Holy Ships! You see this one Mr. Smith??


----------



## chaunc (Apr 11, 2004)

Yepper. That’s a nice one but I believe it was caught in a private pond, if I read the story right. I may be wrong but either way, that’s a nice fish.


----------



## All Eyes (Jul 28, 2004)

Picked up some crankbait hooks today for the Skeeter crappie.


----------



## REY298 (Apr 3, 2014)

Alleysteel said:


> U got me to look !!


Me too...LOL! " 
*The world record for a crappie is 5 pounds 3 ounces according to the International Game Fish Association.* The largest crappie captured is a white crappie, which also goes by the names of papermouth and bachelor perch. There are several species of crappie varying in size and features, but the white crappie and black crappie have distinct features and bear close resemblance to sunfish "


----------



## REY298 (Apr 3, 2014)

esox62 said:


> 5 1/2 lbs. tennesee last year i guess...my pal sent me this in dec. forgot about it til i saw this thread.

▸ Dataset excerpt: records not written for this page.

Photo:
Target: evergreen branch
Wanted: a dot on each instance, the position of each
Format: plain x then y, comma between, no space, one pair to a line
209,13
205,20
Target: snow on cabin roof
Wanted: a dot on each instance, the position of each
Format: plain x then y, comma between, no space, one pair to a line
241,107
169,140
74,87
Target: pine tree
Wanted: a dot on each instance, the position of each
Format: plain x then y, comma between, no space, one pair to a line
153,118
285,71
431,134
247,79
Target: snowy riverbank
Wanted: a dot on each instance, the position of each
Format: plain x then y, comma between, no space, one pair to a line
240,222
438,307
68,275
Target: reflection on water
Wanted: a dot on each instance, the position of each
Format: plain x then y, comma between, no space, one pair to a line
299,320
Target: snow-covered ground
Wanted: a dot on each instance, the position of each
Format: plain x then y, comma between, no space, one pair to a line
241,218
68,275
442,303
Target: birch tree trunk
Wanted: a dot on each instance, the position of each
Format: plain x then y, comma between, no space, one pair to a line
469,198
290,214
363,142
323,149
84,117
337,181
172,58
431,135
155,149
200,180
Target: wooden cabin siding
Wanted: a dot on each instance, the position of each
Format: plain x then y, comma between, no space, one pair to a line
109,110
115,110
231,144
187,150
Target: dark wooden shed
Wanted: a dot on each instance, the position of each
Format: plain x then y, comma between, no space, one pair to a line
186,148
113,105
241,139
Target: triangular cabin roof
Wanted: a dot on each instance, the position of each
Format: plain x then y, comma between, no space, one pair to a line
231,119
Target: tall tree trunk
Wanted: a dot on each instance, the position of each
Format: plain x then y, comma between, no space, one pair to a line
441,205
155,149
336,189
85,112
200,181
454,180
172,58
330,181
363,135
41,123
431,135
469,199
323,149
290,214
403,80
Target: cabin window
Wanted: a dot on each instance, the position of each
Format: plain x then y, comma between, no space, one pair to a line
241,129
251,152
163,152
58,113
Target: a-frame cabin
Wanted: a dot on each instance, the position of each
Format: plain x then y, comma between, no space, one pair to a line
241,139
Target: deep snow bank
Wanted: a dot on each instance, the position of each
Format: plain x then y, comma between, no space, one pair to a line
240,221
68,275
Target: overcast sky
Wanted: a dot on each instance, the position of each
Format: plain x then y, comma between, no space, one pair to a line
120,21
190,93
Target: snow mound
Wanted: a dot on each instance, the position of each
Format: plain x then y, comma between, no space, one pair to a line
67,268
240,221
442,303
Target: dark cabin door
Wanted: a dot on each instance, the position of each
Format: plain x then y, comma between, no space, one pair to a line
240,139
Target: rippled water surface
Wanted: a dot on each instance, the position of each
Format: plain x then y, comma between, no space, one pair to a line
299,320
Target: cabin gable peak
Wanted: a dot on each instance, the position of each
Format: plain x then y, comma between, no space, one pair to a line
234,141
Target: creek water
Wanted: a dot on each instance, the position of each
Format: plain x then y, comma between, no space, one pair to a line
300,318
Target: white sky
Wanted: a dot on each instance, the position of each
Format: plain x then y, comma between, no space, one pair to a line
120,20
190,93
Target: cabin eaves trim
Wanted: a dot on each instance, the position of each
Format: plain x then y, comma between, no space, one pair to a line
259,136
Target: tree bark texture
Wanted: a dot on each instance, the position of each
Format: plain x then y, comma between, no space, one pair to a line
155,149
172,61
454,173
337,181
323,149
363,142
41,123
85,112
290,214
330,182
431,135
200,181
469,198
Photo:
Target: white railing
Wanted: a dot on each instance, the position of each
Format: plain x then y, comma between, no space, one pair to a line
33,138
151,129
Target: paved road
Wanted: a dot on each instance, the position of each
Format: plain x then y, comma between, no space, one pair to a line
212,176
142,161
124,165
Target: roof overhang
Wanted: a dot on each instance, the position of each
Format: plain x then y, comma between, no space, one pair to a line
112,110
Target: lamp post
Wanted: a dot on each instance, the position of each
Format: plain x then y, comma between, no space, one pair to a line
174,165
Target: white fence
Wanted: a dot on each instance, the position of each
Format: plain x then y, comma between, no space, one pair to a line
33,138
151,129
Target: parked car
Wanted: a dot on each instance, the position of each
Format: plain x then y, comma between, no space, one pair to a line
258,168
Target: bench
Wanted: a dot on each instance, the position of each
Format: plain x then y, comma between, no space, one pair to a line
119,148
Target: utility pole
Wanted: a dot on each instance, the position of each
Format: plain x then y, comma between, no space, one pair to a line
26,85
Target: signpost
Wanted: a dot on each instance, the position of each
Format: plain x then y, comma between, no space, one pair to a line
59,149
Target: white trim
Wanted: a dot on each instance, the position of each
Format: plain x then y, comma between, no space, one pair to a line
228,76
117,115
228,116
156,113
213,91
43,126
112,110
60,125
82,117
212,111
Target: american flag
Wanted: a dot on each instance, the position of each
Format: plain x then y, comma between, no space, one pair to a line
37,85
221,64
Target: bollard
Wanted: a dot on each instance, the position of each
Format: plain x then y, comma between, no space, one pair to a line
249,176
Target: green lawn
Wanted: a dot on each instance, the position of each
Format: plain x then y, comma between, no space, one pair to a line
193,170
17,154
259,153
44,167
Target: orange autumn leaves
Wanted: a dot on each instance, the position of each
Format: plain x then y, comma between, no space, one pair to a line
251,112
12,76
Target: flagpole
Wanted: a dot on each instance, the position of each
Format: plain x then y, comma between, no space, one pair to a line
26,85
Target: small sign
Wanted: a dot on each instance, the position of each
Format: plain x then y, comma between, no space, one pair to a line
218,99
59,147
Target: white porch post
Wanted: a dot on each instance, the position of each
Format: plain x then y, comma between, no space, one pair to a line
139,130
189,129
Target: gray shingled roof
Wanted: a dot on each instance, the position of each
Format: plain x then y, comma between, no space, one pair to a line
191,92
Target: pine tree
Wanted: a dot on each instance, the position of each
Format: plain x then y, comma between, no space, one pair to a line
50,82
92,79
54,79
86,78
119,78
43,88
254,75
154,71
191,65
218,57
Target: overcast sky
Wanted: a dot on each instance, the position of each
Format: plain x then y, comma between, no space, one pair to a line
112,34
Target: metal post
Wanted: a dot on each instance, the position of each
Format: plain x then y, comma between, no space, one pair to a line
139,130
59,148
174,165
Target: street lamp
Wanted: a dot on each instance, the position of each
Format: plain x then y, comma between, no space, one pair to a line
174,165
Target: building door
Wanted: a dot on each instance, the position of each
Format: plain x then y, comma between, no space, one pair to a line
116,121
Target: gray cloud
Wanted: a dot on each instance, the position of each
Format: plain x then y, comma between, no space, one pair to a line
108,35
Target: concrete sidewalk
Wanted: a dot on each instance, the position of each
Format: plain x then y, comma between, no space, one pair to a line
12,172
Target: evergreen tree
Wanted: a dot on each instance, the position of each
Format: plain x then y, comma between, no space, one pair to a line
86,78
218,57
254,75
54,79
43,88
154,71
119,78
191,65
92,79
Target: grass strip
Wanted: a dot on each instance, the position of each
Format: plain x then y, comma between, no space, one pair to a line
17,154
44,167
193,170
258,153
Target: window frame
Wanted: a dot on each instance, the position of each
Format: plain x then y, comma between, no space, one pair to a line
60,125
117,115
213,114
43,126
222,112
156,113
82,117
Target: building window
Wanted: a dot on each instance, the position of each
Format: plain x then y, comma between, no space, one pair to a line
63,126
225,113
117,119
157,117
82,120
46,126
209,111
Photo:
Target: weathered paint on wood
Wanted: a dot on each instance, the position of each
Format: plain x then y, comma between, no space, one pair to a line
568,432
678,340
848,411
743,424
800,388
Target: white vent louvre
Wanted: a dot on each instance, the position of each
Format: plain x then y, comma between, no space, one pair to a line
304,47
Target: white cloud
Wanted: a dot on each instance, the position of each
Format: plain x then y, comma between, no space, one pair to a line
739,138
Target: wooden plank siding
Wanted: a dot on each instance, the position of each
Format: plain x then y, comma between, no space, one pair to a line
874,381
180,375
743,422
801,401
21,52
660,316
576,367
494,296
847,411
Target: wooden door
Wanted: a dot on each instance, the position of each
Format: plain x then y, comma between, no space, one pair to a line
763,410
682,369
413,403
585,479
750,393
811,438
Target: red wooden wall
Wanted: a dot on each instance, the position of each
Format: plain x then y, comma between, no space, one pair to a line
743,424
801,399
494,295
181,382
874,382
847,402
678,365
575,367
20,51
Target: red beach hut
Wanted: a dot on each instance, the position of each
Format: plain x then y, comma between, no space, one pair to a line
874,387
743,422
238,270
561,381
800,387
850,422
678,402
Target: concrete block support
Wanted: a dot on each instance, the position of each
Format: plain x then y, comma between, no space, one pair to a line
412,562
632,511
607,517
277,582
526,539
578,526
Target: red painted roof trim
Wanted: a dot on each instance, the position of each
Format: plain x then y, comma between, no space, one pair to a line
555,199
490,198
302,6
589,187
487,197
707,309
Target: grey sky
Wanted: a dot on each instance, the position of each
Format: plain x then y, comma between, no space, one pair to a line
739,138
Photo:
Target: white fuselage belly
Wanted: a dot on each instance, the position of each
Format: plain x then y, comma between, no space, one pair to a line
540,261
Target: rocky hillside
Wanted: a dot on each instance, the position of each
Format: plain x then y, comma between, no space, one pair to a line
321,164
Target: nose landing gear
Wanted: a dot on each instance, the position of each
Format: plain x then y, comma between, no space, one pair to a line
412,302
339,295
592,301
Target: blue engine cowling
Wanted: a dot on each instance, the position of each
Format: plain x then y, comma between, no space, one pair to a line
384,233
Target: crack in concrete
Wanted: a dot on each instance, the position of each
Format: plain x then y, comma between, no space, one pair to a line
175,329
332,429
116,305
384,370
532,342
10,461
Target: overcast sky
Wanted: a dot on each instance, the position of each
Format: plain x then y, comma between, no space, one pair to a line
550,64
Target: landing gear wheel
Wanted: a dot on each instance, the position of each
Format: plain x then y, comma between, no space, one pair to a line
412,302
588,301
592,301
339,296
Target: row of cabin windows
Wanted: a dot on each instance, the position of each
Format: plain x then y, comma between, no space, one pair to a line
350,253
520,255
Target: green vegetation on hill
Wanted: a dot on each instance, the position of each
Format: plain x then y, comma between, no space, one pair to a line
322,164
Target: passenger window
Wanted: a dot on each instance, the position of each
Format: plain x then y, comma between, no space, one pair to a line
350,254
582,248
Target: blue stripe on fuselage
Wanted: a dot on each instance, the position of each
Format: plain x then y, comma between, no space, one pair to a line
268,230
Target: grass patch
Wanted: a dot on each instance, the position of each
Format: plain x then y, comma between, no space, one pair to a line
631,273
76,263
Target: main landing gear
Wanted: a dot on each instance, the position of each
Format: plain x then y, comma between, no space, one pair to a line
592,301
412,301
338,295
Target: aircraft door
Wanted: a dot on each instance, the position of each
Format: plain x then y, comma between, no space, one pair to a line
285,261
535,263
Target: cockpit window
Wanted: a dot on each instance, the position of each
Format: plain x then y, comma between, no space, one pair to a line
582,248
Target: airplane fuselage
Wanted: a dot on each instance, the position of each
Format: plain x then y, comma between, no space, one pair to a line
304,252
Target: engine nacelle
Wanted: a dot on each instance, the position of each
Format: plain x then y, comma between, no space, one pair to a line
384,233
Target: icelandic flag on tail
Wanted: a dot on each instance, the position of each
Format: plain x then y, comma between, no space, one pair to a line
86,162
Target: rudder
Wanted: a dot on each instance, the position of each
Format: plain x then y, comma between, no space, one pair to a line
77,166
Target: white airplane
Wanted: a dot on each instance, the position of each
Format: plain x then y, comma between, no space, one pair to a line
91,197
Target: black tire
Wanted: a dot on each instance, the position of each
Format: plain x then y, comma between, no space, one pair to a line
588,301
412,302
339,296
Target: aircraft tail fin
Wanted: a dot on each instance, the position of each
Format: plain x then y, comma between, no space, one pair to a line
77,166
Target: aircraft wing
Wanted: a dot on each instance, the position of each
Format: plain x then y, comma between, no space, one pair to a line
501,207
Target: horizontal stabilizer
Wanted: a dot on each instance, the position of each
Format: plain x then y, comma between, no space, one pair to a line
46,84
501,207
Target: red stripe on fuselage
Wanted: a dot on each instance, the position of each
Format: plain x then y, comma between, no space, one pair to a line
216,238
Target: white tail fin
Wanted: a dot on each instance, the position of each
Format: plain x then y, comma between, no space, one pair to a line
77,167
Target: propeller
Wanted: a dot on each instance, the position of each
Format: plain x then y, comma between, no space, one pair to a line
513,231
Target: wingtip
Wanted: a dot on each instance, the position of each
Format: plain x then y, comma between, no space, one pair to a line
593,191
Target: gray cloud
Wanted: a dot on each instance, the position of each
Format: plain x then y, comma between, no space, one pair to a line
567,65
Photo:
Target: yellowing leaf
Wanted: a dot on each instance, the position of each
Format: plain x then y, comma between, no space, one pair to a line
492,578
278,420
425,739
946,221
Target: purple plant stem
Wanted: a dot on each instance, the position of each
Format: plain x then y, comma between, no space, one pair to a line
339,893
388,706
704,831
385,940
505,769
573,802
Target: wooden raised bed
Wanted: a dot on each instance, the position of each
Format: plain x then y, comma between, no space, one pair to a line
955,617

Hope it wasn't caught near a nuke plant!


----------



## Saugeye Tom (Oct 6, 2010)

allwayzfishin said:


> View attachment 299541
> 
> My buddy got this 137lb slabasarous yesterday from Skeeter. Gonna be an expensive mount!


He shoulda turned it loose for a kid to catch...


----------



## Steelheadphycho (Mar 12, 2012)

God bless Kevin!

Enjoy the crappie coverage!


----------



## hookingshaw1986 (May 2, 2015)

I see someone didn't bleed his fish or tag it or give GPS location time or date of catch or what color lure


----------



## allwayzfishin (Apr 30, 2008)

Another friend landed this huge gill on the Grand yesterday. Took a jig n maggot. 
He’s gonna get this one mounted I guess


----------



## bustedrod (May 13, 2015)

hahahahah i need to burn another one im seeing giant fishes


----------